Generation India and the lie the marketing built
A brand-driven cohort label conceals the widening gulf between affluent urban teens and the millions for whom "Gen Z" is an empty container — and the consequences are showing up in courts, factories and rail platforms.

On 27 June 2026, three dispatches from one Indian newsroom landed in the same hour and said three different things about the same country. The Indian Express published an essay asking whether a teenager in a Delhi slum belongs to the same cohort as the marketing-defined Gen Z avatar sold on Instagram. It published a court report from Gurgaon denying bail to the alleged mastermind of a fake Mounjaro weight-loss drug racket. And it carried a wire story on India's first hydrogen-powered train completing a Delhi-Jind trial run ahead of launch. Read separately, these are unrelated items. Read together, they describe a generation the labels cannot hold.
The thread running through all three is the gap between the global youth brand and the local labour market. The cohort label is a marketing artefact, exported from New York agency decks and bolted onto a population of 1.4 billion in the middle of the largest workforce transition in its history.
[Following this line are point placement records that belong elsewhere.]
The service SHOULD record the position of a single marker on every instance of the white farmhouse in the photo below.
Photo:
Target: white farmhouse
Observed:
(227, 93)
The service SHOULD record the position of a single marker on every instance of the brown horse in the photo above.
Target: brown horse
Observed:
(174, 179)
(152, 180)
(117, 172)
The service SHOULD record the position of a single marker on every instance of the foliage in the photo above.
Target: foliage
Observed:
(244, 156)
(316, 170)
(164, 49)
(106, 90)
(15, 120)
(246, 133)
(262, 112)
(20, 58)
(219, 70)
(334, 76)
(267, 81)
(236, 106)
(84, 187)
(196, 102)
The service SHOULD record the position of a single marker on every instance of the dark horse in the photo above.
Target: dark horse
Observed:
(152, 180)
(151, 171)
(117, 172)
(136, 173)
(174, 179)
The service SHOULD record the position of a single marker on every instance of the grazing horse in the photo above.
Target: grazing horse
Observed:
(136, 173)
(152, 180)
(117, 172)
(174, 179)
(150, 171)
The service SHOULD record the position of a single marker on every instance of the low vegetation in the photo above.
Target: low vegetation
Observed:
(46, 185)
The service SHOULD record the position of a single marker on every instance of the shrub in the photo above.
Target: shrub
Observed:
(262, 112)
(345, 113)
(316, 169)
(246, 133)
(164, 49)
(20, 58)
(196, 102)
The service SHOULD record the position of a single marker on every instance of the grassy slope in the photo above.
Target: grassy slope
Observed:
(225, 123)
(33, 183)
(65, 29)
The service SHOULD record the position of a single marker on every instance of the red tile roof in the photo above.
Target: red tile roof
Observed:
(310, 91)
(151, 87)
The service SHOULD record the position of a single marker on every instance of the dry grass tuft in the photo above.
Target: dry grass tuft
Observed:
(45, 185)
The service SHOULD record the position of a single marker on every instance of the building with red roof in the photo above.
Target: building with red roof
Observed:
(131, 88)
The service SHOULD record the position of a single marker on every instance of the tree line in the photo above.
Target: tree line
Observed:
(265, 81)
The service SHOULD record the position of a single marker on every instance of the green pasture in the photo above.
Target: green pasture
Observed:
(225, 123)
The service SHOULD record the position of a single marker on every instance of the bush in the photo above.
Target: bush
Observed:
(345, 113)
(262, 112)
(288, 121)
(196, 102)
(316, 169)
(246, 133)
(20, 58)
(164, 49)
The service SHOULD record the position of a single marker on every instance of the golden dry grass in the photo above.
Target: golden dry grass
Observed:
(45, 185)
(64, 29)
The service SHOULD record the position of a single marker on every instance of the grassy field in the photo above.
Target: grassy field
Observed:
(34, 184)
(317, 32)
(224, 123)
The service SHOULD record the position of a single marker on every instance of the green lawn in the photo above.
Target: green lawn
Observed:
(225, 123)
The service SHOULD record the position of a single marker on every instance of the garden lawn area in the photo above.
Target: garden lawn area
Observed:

Where the label sticks, it has produced self-aware, digitally fluent young consumers with a measurable claim on cultural space. Where it does not stick — in the slums the Indian Express essay names, in the contract-manufacturing belt around Gurgaon where the fake-Mounjaro case was heard, in the rail corridors the hydrogen train will thread — the same age cohort is doing something else entirely: working in unregulated pharmaceutical units, riding the country's ageing diesel network, or being processed by a justice system that moves slowly.
The cohort that isn't one
The Indian Express essay makes the structural point plainly: a label forged in Western agency boardrooms does not survive contact with a slum in Delhi. A 17-year-old working a counter or stitching jeans is not the same demographic unit as a 17-year-old in Gurgaon with a MacBook and a stock-app account, even if both were born in the same calendar window. The label obscures the divergence rather than describing it. Marketing teams profit from the assumption of commonality; policy designers, employers and courts cannot.
The counterfeit economy beneath the boom
The fake-Mounjaro case is the dark underside of that obfuscation. The Indian Express reports a Gurgaon court denied bail to the alleged mastermind of a racket manufacturing counterfeit versions of the GLP-1 weight-loss drug Mounjaro, describing the allegations as "grave." The drug is the prestige consumer object of the same demographic cohort the marketing decks are aimed at — expensive, imported, lifestyle-coded. The counterfeit trade is the price signal that supply has fallen behind demand, and that the cohort split runs through the pharmaceutical supply chain as cleanly as it runs through the housing market. The criminal economy is doing what the legitimate economy will not: reaching the parts of the cohort the import-priced product cannot.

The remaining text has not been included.